It’s a Sunday evening. I hate Sunday evenings. Sunday evenings for me are the most depressing period of the whole week. Your housemates are too hungover for a pint, everyone’s gone home to recuperate for work, you realise only too late the supermarket’s shut and end up getting mugged at the corner shop whilst buying dehydrated bread. I want to go out, albeit apprehensively. I reach for a flyer displaying a curious sepia-drenched woman holding an oval looking glass to her eye and a logo that reads Madame Pain’s Boudoir Circus
“Be shocked, amazed, fascinated, and enthralled!” Now I’m completely detached from modern-day circus and harbour little interest in burlesque artforms, yet I find myself deep in South East London gormlessly wondering around a lifeless industrial estate. Eventually I arrive and am hastily ushered inside. I unexpectedly find a bustling makeshift foyer almost to capacity, just in time for the directors’ welcome.

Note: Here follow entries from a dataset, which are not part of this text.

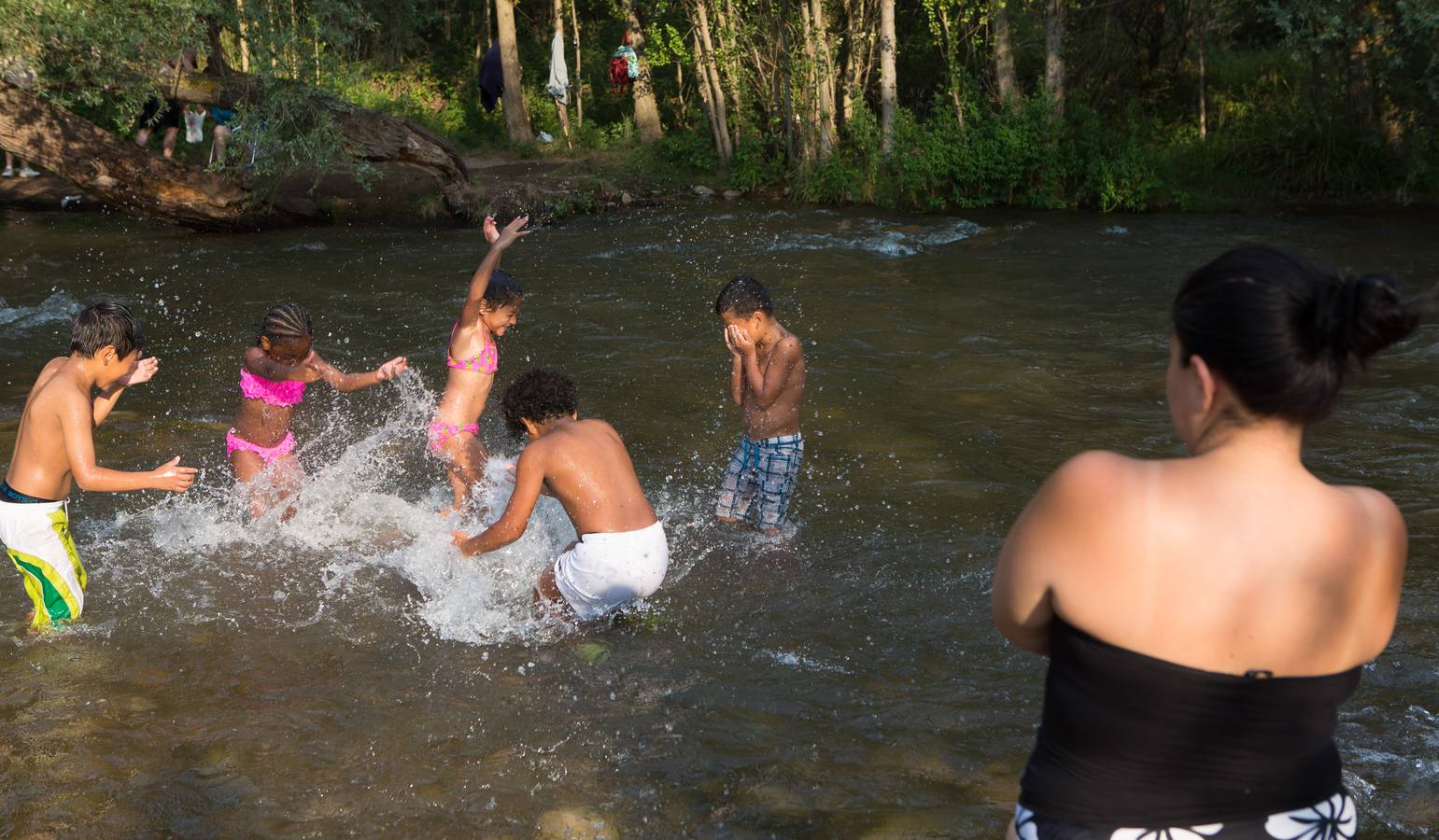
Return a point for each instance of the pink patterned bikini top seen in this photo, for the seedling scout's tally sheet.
(275, 393)
(486, 361)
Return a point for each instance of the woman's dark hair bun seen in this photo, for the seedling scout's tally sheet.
(1363, 315)
(1281, 331)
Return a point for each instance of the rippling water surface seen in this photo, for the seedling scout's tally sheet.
(348, 674)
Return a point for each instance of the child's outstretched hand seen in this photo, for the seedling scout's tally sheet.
(513, 231)
(459, 539)
(143, 372)
(172, 476)
(391, 369)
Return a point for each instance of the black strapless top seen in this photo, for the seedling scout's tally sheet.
(1138, 741)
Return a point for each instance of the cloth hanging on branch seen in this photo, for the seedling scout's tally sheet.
(624, 68)
(491, 77)
(558, 85)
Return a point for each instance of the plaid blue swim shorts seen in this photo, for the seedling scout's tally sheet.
(766, 468)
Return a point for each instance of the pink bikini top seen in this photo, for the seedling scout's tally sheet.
(486, 361)
(275, 393)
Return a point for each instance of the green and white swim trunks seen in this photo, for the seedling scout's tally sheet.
(36, 536)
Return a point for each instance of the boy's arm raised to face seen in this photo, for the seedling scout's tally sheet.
(75, 417)
(106, 400)
(736, 369)
(513, 523)
(766, 387)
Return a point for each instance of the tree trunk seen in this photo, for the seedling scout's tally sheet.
(1005, 77)
(888, 88)
(515, 117)
(712, 74)
(364, 134)
(122, 175)
(827, 135)
(1204, 106)
(707, 95)
(731, 63)
(952, 61)
(1053, 52)
(215, 63)
(579, 79)
(242, 35)
(811, 87)
(646, 114)
(854, 48)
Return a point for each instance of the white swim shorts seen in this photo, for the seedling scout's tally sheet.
(604, 571)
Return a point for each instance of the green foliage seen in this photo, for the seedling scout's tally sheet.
(1304, 97)
(753, 167)
(415, 92)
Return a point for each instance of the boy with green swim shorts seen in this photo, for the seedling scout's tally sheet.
(53, 448)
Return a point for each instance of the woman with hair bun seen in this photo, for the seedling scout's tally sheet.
(1206, 616)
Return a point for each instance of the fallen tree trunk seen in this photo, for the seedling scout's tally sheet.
(122, 175)
(364, 134)
(133, 180)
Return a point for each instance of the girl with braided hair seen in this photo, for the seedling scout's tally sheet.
(274, 374)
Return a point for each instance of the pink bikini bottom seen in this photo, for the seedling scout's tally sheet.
(442, 432)
(268, 454)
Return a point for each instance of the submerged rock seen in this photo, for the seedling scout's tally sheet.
(573, 824)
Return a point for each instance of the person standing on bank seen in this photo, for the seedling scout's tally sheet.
(1205, 616)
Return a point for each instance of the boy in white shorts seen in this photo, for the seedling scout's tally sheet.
(620, 554)
(55, 449)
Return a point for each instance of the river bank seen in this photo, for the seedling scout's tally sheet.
(553, 186)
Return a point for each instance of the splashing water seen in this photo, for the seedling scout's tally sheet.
(58, 308)
(351, 524)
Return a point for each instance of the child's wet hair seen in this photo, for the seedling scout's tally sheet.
(1281, 331)
(502, 289)
(742, 297)
(285, 322)
(106, 324)
(537, 396)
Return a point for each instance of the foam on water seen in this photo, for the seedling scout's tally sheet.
(880, 238)
(53, 310)
(353, 524)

The production’s been thrown to support the Hanger Arts Trust, a charity set up to run East London’s Aircraft Circus. Following an enthusiastic introduction we shuffle into a small arena surrounded by trapezes, arial silk, dancing poles and suspended cage. I feel like I’ve entered Max Mosley’s private quarters.
From the moment the actors slowly emerge from the scenery for the first act I’m subjected to an hour of meticulously choreographed arial acrobatics, exotic dance and aloft gymnastics. A tale is told of Madame Pain’s daughter falling for a strapping male colleague, much to Ms Pain’s disapproval, alongside fear and loathing amonst the performers ending in a climactic mutany against the protagonist.
The single most impressivve feat of the whole production was the fact that it was clearly an ambition build up from the ground on a shoestring and executed to a tee. There was an omnipresent vibrance throughout the night with impressive physical theatrics and a rustic vibrance unique to niche creative projects. I mean, how else are you going to get people to a fucking industrial estate in the middle of nowhere?
It’s somewhat fitting to sum up the event by describing the gravity of the show as: exceptional.